What do we know?
One or two memories ago, I fell in love. Butterflies in my belly, heads in the clouds. I promised forever, and I was promised the same, but what did we know? We make too many promises for people who don’t know so much.
I used to say that I would never cry for love and that my heart could never handle heartbreak, but what did I know? I did not know that love could break your heart in many unbelievable pieces but that your heart will always heal again. It doesn’t matter if there are scars that still hurt occasionally. Scars are reminders, not the absence of healing.
I once wrote my 5-year and 10-year plans on a sheet of paper. I said that by 24, I wanted two cars in my name — one for my mother and one for me. I also wanted to work in a reputable organization and have a beautiful man waiting for me at the end of the day in our home, but what did I know? I did not realize that sometimes, all you have at 25 is a good sense of humor, and even that is sometimes questionable (this is too specific, tsk)

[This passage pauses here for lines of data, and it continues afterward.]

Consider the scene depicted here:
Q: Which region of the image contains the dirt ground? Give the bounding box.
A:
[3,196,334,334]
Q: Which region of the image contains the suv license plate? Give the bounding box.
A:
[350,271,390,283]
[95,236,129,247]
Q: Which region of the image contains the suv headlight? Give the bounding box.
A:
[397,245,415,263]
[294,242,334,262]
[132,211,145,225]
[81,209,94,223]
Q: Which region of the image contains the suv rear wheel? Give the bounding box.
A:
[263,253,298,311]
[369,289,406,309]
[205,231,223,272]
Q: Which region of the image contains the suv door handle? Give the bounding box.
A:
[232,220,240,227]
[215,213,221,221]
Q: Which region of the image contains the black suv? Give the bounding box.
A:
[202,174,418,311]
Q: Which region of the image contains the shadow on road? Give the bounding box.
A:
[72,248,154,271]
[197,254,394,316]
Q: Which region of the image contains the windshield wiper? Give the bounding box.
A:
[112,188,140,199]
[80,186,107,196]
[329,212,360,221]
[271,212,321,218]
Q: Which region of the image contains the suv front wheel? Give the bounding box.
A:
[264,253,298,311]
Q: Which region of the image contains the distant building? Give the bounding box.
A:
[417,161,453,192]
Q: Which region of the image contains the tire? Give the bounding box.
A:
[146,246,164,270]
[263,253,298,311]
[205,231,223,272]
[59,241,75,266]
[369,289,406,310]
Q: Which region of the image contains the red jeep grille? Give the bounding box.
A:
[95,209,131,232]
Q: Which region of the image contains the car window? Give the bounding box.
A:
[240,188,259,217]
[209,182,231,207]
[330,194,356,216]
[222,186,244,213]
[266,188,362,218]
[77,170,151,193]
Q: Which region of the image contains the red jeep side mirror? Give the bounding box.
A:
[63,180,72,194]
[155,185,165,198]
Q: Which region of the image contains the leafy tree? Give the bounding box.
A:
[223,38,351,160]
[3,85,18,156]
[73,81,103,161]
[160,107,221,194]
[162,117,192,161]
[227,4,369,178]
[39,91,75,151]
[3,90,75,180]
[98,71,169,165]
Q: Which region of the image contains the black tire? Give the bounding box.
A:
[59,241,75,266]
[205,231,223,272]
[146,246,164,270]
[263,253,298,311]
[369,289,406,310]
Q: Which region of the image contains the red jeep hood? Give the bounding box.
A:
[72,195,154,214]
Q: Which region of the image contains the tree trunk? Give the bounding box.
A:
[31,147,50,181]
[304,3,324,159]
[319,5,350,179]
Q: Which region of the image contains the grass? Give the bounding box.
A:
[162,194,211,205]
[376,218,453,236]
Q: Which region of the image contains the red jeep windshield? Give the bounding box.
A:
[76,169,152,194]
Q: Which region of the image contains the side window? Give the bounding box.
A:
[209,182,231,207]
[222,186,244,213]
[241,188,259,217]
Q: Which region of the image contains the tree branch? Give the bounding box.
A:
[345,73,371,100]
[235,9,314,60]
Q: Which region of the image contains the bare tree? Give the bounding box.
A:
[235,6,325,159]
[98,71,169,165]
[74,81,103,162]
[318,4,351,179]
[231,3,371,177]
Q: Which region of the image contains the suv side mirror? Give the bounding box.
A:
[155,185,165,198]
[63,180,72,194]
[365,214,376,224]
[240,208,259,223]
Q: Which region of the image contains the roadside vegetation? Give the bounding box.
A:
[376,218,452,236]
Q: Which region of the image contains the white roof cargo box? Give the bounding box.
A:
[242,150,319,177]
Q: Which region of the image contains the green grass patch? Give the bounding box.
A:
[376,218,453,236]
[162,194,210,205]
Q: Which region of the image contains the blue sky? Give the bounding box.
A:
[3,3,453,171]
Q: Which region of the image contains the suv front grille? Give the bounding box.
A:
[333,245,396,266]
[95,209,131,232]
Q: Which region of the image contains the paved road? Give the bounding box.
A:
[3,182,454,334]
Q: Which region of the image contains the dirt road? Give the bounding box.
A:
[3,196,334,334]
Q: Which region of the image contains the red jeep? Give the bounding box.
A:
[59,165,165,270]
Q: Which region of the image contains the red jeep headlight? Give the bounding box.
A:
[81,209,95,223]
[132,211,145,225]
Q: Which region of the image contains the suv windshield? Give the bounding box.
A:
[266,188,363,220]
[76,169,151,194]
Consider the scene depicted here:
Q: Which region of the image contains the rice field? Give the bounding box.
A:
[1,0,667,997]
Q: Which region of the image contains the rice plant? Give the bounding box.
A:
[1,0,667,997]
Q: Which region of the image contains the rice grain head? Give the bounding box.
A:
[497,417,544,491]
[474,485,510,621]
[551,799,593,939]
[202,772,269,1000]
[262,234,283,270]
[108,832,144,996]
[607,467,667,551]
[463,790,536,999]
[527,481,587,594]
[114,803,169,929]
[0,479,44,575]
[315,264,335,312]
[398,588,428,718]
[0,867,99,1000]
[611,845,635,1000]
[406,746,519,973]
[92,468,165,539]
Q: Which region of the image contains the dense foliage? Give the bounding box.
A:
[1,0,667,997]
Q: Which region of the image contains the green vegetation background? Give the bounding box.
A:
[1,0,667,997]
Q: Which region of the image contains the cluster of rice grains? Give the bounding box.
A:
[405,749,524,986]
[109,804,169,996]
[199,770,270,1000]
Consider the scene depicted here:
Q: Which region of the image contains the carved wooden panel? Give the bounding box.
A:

When asked about the kind of person I was, I always replied that I was a good person. I didn’t hold grudges, was never jealous, and never hurt people, especially those I love. Silly me. What did I know? Over the years, I have held grudges, not because I wanted to but because sometimes it took time to process pain, process feelings, and dissect whether what I felt was hate, hurt, or both.
Sometimes, jealousy creeps up on me like a thief in the night and chokes me till all my emotions melt and pour out as tears. I have hurt people unintentionally and intentionally, especially those I love. I also realized that I am not exactly a good person. It’s a shocking realization that makes me even more grateful for salvation.
I think that even though we act really confident sometimes, we are still human in the end. We are treasures, but we are in jars of clay, this makes us frail. I think we really don’t know, and we mistake hope for knowledge, but it’s okay, I guess. Hope is better anyway.